Wait, huh? Let's start from No.
As a practicing synthetic organic chemist, I agree with the statement that silica gel dehydrates solvents by water absorption. Sure. But I've heated plenty of alcohols in the presence of silica gel, and 99% of them don't spontaneously lose water! (That would be a rocking olefin synthesis, if it worked...)
|Methylamine: Easy as hooking up five pressurized reactors in your kitchen sink.|
In this scenario, both are unlikely, especially at room temperature and pressure.
Now let's talk practicality: which company will sell you a cylinder of ammonia gas for 'home use?' (Not Home Depot). How will you get your methanol? What's the plan to isolate the (volatile, stinky) methylamine from the mixture of compounds this theoretical reaction produces?
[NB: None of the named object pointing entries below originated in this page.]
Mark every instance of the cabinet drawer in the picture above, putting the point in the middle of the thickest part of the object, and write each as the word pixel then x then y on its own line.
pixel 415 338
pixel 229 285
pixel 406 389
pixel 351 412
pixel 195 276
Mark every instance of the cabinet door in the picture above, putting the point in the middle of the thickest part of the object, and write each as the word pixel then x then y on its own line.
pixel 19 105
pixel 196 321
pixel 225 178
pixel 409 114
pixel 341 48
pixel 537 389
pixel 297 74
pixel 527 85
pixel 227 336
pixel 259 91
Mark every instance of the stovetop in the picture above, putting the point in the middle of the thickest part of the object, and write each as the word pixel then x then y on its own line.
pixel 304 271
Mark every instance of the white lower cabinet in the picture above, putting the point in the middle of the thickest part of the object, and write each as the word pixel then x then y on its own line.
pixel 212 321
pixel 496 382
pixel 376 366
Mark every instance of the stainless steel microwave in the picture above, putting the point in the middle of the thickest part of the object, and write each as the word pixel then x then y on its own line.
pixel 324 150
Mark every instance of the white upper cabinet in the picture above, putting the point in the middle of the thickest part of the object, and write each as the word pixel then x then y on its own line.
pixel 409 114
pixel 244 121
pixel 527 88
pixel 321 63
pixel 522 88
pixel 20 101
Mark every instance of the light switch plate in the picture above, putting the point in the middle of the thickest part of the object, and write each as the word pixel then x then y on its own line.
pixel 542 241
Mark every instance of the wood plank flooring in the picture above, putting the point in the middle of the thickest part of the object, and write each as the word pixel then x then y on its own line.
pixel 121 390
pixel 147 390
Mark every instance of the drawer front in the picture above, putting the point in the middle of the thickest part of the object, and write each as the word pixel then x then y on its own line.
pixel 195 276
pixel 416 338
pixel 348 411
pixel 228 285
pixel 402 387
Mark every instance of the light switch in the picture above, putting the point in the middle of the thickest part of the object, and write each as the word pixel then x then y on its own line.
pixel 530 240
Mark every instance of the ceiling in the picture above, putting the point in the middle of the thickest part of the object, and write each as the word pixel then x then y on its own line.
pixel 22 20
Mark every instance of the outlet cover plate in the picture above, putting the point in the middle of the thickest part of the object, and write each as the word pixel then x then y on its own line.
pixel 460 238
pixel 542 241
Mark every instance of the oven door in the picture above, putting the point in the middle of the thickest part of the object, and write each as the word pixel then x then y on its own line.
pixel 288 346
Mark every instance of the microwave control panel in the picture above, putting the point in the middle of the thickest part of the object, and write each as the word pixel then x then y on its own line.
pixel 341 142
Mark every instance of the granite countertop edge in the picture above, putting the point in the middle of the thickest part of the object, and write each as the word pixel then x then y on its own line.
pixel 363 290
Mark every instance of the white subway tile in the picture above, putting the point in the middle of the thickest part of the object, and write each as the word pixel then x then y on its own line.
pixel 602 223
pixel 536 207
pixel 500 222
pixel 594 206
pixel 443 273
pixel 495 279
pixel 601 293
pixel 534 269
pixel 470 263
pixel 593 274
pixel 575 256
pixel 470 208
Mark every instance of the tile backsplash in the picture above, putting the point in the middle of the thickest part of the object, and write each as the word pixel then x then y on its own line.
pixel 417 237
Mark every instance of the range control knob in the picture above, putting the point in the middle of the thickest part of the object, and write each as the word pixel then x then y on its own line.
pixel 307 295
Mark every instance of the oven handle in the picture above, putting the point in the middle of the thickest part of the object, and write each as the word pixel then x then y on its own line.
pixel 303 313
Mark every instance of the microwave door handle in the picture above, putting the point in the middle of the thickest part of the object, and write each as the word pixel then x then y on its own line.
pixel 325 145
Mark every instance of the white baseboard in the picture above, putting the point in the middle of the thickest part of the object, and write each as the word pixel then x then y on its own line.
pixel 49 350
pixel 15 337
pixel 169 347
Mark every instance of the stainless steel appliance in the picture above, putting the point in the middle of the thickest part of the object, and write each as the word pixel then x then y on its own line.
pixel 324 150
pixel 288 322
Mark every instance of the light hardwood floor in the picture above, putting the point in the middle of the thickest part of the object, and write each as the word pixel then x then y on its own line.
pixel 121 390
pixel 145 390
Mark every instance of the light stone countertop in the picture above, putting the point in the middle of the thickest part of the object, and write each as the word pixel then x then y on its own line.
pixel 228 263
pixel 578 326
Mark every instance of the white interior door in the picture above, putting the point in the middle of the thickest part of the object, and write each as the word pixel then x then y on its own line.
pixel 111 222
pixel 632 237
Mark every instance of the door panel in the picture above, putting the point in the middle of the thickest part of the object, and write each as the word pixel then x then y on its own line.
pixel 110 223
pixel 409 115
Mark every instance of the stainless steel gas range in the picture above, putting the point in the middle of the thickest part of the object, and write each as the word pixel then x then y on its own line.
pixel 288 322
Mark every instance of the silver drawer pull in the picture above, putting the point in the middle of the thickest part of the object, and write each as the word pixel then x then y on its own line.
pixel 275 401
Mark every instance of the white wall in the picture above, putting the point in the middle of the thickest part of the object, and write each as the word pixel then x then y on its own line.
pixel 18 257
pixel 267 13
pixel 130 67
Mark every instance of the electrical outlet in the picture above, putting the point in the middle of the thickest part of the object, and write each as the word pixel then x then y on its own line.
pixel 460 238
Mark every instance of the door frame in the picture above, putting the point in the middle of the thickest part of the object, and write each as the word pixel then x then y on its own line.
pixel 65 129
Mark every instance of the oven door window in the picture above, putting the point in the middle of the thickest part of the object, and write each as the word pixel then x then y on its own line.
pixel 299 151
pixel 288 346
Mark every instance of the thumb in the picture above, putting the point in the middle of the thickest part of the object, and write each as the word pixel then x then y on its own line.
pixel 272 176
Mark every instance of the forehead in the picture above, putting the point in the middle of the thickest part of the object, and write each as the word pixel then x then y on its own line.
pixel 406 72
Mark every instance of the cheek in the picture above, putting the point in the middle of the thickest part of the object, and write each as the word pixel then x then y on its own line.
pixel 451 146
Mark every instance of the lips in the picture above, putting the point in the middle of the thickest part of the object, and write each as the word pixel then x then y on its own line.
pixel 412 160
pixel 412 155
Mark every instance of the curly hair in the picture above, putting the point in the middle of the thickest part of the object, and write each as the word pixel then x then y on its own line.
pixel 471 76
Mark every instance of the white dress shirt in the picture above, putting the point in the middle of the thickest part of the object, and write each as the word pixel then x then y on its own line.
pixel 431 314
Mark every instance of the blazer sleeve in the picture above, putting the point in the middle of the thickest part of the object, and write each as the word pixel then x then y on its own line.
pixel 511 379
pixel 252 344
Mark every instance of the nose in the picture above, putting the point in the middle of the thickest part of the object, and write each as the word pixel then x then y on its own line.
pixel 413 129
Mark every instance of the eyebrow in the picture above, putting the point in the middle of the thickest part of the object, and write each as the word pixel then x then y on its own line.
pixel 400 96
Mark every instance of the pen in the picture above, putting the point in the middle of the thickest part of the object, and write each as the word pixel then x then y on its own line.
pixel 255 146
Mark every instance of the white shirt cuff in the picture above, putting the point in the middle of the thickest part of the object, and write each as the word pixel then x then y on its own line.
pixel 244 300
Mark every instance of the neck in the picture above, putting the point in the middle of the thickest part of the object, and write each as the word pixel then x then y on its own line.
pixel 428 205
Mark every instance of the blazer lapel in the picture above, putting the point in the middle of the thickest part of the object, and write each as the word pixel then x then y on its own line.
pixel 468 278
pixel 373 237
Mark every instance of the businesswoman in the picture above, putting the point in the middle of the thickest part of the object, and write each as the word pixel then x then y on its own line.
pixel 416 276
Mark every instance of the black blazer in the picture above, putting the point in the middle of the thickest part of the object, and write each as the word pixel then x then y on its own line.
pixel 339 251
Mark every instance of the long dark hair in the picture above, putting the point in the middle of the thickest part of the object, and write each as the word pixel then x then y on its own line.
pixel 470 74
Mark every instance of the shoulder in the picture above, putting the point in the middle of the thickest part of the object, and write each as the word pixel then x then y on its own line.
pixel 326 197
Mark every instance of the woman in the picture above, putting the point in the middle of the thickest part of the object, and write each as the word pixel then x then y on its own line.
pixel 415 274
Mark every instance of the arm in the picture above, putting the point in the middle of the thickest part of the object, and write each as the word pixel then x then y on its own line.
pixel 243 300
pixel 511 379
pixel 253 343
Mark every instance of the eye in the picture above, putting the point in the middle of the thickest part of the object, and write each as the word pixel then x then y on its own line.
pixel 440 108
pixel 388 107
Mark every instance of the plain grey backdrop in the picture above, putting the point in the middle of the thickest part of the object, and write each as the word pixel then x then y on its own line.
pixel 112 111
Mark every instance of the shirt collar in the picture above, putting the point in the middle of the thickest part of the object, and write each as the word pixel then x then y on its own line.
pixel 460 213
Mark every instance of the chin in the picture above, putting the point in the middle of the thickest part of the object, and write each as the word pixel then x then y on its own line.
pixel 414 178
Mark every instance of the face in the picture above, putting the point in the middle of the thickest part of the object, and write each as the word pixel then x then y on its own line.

OK, how do companies make methylamine? Albemarle technical documents to the rescue! Seems that mixing methanol and excess ammonia at 300-500 degrees Celsius, under pressure, over a zeolite catalyst will produce an equilibrium mixture of methylamine, dimethylamine, and trimethylamine (favored). After fractional distillation, the trimethylamine can be streamed over an amorphous silica / alumina catalyst to disproportionate it back into methylamine.
Not a kitchen sink in sight.
Curious - Appended at the bottom of the essay is a thanks for Prof. Adam Braunschweig, faculty at NYU. To what extent did Prof. Braunschweig proofread this post? Did he sign off on the "kitchen sink silica gel" concept in the middle? I can't possibly imagine that he thoroughly vetted this essay.